As shown by dissident intellectual Yuri Glazov in his illuminating writings, Andropov was a paradigmatic Homo Sovieticus. His main opponents were the great dissidents Alexander Solzhenitsyn and Andrei Sakharov. He personally conducted disinformation campaigns against them. He also handled the terrorist actions against Pope John Paul II. In the history of the Cold War, the methodically stubborn bureaucrat Andropov endures as one of the most sinister characters.
When he became secretary general, the KGB started a disinformation campaign in the Western media which sought to advertise him as a secret reformist, “a closet liberal”, a man who, in his heart of hearts, admired Western cultural values, loved jazz, and was by no means the tenacious, obtuse, and dogmatic monster described in previous accounts. In fact, the inflexible Yuri Andropov came to power an exhausted and seriously ill individual– as exhausted and seriously ill as the system that he so badly wished to save. His reforms were modest, half-hearted, lacking vigor and vision, and mainly targeted at strengthening discipline in factories. They did not transcend some trivial doctrinal touch-ups. His formula was “acceleration” (uskorenie).
Andropov was definitely not tempted to encourage the transparency which, under Gorbachev, would become known as glasnost. As secretary general – we learn from Kryuchkov’s memoirs – he opposed the return of the anti-Stalinist party intellectual Aleksandr Yakovlev from the Canadian diplomatic exile. As far as party intellectuals go, he was close to Yevgeny Primakov and Georgy Arbatov, whom he deemed trustworthy not only for party leadership, but also for the KGB. Primakov, the future prime minister of Russia between 1998 and 1999, was probably even an undercover KGB officer.

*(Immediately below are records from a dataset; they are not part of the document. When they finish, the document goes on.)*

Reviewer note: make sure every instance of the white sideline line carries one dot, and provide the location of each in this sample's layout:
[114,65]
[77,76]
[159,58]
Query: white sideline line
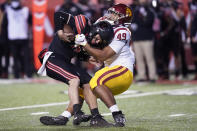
[34,106]
[117,97]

Andropov personally conducted the frenzied reactions of the official propaganda after the downing of the South Korean airliner in 1983. He died in 1984, mourned by no one except his former KGB underlings, including, most likely, the up-and-coming Vladimir Putin. Perhaps his only merit was promoting Gorbachev, thus speeding up – involuntarily, of course – the ruin of a despotic regime, a totalitarian experiment responsible for the death of over twenty million human beings.
In a rare moment of honesty, Andropov said that there can be no greater error than reopening the public debate on the “accursed question.” He was referring to the Stalin question. Forced by the logic of the struggle for power, Gorbachev reopened this Pandora box and expedited the USSR’s downfall. This denouement was something the KGB abhorred. Years later, Andropov’s fan Vladimir Putin, a former KGB lieutenant-colonel, spoke about the end of the Soviet Union as the “greatest geopolitical catastrophe in the history of the twentieth century.”
This essay was broadcast by the Moldovan service of Radio Free Europe. It was translated from Romanian into English by Monica Got.